One year, the Hokies were coming off a season that included the breakout success of two true freshman wide receivers, Isaiah Ford and Cam Phillips. Hokie fans knew they had the top-end wide receivers that had been lacking for a couple seasons, but questions were raised about whether someone could step up and provide some depth behind the duo.
One player that many fans were intrigued by was Jaylen Bradshaw who redshirted during the 2014 season. Many wondered if Bradshaw was going to be an under-the-radar gem as Frank Beamer and his staff had gotten many times in the past as someone that had only received 6 offers with Virginia Tech being the only one from a power 5 conference.

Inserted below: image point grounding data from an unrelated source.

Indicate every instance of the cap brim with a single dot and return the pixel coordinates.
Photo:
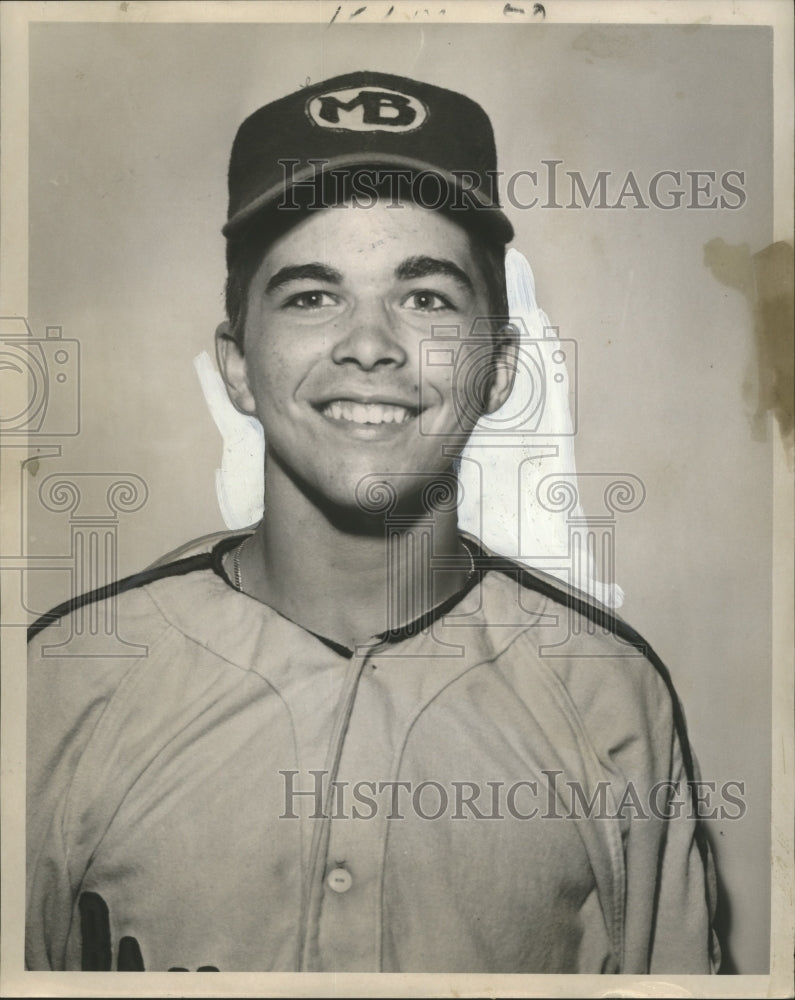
(475, 210)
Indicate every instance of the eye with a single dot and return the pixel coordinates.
(425, 301)
(314, 299)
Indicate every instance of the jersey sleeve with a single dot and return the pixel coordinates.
(683, 934)
(636, 726)
(670, 874)
(67, 698)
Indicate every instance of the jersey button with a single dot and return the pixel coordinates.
(339, 880)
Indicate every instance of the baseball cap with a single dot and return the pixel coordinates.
(442, 140)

However, Bradshaw and the rest of the backup wide receivers struggled to step up and Virginia Tech basically used only two true wide receivers last season with Ford and Phillips plus Bucky Hodges being used outside some. In addition to that, Virginia Tech focused heavily on recruiting wide receivers and gained four wide receiver commitment including three who enrolled early.
Entering this spring, any spotlight that was on Jaylen Bradshaw last spring is gone but the pressure is greater than it has ever been if he wants to make it with the Hokies.
With Samuel Denmark, Eric Kumah, and Divine Deablo on campus; Bradshaw needs to have a good spring with all indications being that Justin Fuente is prepared to give the freshman wide receivers playing time in the fall if their the best of the group battling for playing time behind Phillips and Ford. Bradshaw will also have to adapt to a new offense though the change might not be as hard for him as it is for someone like Deon Newsome who has been in the program even longer.
For Bradshaw, the time is now if he is going to claim playing time as Kumah, Deablo, and Denmark all are quite talented wide receivers that can make an early impact and may even start the spring ahead of Bradshaw on the depth chart. The good news for Bradshaw is that behind Ford and Phillips, the wide receiver depth chart should be fairly wide open with the new staff, but that also means that his age and time in the program won’t mean much of anything.
Bradshaw does have decent size, speed, and athleticism for the position but the trio of early enrollees all have standout qualities with Kumah having great size and some solid wide receivers skills, Denmark having great speed, and Deablo having tremendous size and athleticism. Bradshaw will have to become a better athlete and will have to develop into a more mature wide receiver than the early enrollee trio.
Jaylen Bradshaw has the potential to be a surprise this spring and that is exactly what he is going to have to do if he wants to earn playing time with the Hokies. If not, Bradshaw’s Virginia Tech football career will likely be near its end.